Todos los indicios apuntan que el partido de Jordi Pujol y de Artur Mas se alimentaba en las cloacas de la corrupción. Una parte de los recursos que la Generalitat o muchos ayuntamientos de Cataluña destinaban a obra pública se desviaba a las arcas de Convergència o a los bolsillos de sus dirigentes. No entraré a discutir si el pillaje era más o menos intenso que el practicado en Madrid, Valencia o Sevilla. Solo diré que emana el mismo hedor. Y que, al menos en esto de la corrupción, los nacionalistas que se envuelven en la estelada son tan españolistas como aquellos que exhiben banderas rojigualdas. Si la inclinación a transformar los euros públicos en privados constituye un rasgo diferencial del ser español, como los toros o las castañuelas, convendrán conmigo en que Artur Mas -pongo por caso- es tan español como el que más. Y Andreu Viloca, tesorero de Convergència ahora detenido, no menos patriota que su colega Luis Bárcenas.

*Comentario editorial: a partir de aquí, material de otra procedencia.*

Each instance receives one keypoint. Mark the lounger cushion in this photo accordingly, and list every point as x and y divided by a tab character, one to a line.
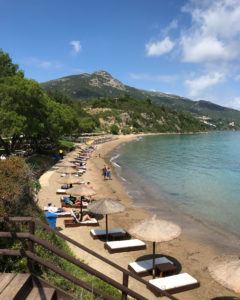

Otra cuestión distinta es la manera de afrontar el problema. Ahí sí aprecio diferencias entre unos y otros. PP y PSOE optaron por magnificar el tumor del adversario y considerar benigno el propio. Su postura era perfectamente reversible: el rival padecía metástasis, nosotros solo una ligera infección producida por cuatro sinvergüenzas infiltrados. Esa estrategia de ambos partidos cosecha lo que sembró: muchos ciudadanos los abandonan, asqueados, y se apuntan a los cantos de sirena que prometen regenerar la vida política.
Convergència -antes CiU- eligió otra vía para esconder sus miserias y su gestión. En vez de ocultar la basura debajo de la alfombra, la cubrió con un manto redencionista. El saqueo del erario público lo convirtieron sus dirigentes mesiánicos, con infame desparpajo, en el «España nos roba». Supieron vender bien su mensaje subliminal: los españoles son víctimas de la rapiña de sus políticos, los catalanes somos víctimas de la rapiña de los españoles.
Pero conviene decirlo todo. Fueron los Gobiernos del PSOE y del PP los que facilitaron, durante décadas, la impunidad de CiU. Necesitaban a los nacionalistas catalanes y, en aras de la gobernabilidad, hicieron la vista gorda. El escándalo de Banca Catalana se apagó sin apenas rasguños en la figura del honorable Pujol. El Aznar que hablaba catalán en la intimidad no se paraba en barras éticas a la hora de cortejar a sus ocasionales aliados. Y Pasqual Maragall, después de proclamar que el problema de CiU «se llama tres por ciento», retiró su denuncia porque Artur Mas, entonces en la oposición, lo amenazó con boicotear el Estatut. Los intereses políticos tapaban bocas y parcheaban los agujeros negros.
El problema del 3 % aflora diez años después de la acusación -retirada- de Maragall. Artur Mas achaca la resurrección del asunto al acoso de la fiscalía, dirigida desde la Moncloa. Quizá. Si la connivencia de ayer no se debía al azar, tal vez la persecución de hoy tampoco sea casual. Pero eso no pone ni quita culpabilidades.